News

Macron Unveils Small-Business Reforms and Privatizations

Reforms are meant to make it easier for French companies to grow and export.

Christian Kern Emmanuel Macron
Austrian chancellor Christian Kern and French president Emmanuel Macron visit Salzburg, August 23, 2017 (BKA/Andy Wenzel)

French president Emmanuel Macron has unveiled new economic reforms benefiting small and medium-sized businesses:

  • Streamlining bankruptcy procedures.
  • Easing auditing requirements.
  • Advising companies on digitalization and exports.
  • Lifting the thresholds at which higher tax and social charges as well as employment rules kick in.

Reasons for the reforms

The Financial Times reports that many small companies are reluctant to hire above certain numbers because each threshold comes with onerous additional requirements. The new law would reduce the staff thresholds to three: eleven, fifty and 250.
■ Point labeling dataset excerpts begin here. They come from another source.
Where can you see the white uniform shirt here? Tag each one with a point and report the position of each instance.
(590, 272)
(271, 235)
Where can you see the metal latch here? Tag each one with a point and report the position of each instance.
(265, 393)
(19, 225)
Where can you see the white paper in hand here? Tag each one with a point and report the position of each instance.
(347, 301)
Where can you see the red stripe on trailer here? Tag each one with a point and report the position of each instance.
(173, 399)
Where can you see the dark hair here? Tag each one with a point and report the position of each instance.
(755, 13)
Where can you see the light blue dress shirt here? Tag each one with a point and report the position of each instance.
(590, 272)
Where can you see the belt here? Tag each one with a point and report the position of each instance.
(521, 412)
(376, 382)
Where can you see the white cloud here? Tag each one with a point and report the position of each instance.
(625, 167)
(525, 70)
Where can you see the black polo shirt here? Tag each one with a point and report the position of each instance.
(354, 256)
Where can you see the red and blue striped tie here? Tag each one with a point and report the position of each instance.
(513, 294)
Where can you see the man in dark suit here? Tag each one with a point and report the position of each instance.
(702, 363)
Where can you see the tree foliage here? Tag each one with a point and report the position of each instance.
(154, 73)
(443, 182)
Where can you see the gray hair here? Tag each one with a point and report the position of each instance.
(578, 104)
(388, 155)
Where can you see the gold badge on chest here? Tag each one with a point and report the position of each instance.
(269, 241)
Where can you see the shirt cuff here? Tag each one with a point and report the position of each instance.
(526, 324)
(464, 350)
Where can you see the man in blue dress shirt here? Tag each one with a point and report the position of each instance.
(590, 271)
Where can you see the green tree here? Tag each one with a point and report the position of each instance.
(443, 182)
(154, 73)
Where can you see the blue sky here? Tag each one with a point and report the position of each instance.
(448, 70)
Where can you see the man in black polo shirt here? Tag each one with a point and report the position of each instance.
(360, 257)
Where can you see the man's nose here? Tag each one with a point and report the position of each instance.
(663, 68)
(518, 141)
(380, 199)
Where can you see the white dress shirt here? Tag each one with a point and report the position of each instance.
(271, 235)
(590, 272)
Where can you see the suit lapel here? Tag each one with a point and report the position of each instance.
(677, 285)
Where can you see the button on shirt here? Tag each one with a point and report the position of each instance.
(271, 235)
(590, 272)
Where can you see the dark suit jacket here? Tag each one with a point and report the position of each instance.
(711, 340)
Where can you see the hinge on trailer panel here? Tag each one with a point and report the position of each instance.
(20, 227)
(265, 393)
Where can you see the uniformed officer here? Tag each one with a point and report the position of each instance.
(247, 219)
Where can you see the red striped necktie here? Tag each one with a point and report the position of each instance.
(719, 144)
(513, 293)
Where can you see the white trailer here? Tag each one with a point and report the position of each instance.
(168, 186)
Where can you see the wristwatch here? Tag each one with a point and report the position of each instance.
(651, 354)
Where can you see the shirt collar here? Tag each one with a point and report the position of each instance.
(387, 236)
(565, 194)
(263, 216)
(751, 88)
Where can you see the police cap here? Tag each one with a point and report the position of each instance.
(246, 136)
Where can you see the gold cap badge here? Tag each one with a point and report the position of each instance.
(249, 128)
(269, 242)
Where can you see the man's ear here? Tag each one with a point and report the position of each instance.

Another reason for the reforms is that France has only half the number of small businesses as neighboring Germany and they export far less.

Privatizations

The same law provides the legal basis for the French government to sell shares in:

  • ADP, the airport operator;
  • Engie, the energy utility; and
  • Française des Jeux, the state gaming monopoly.

The French state will still own, or partially own, postal services, railways and telecommunications. Because the country never embarked on a program of mass privatization, one in five French workers are employed either by the state or a state-owned enterprise.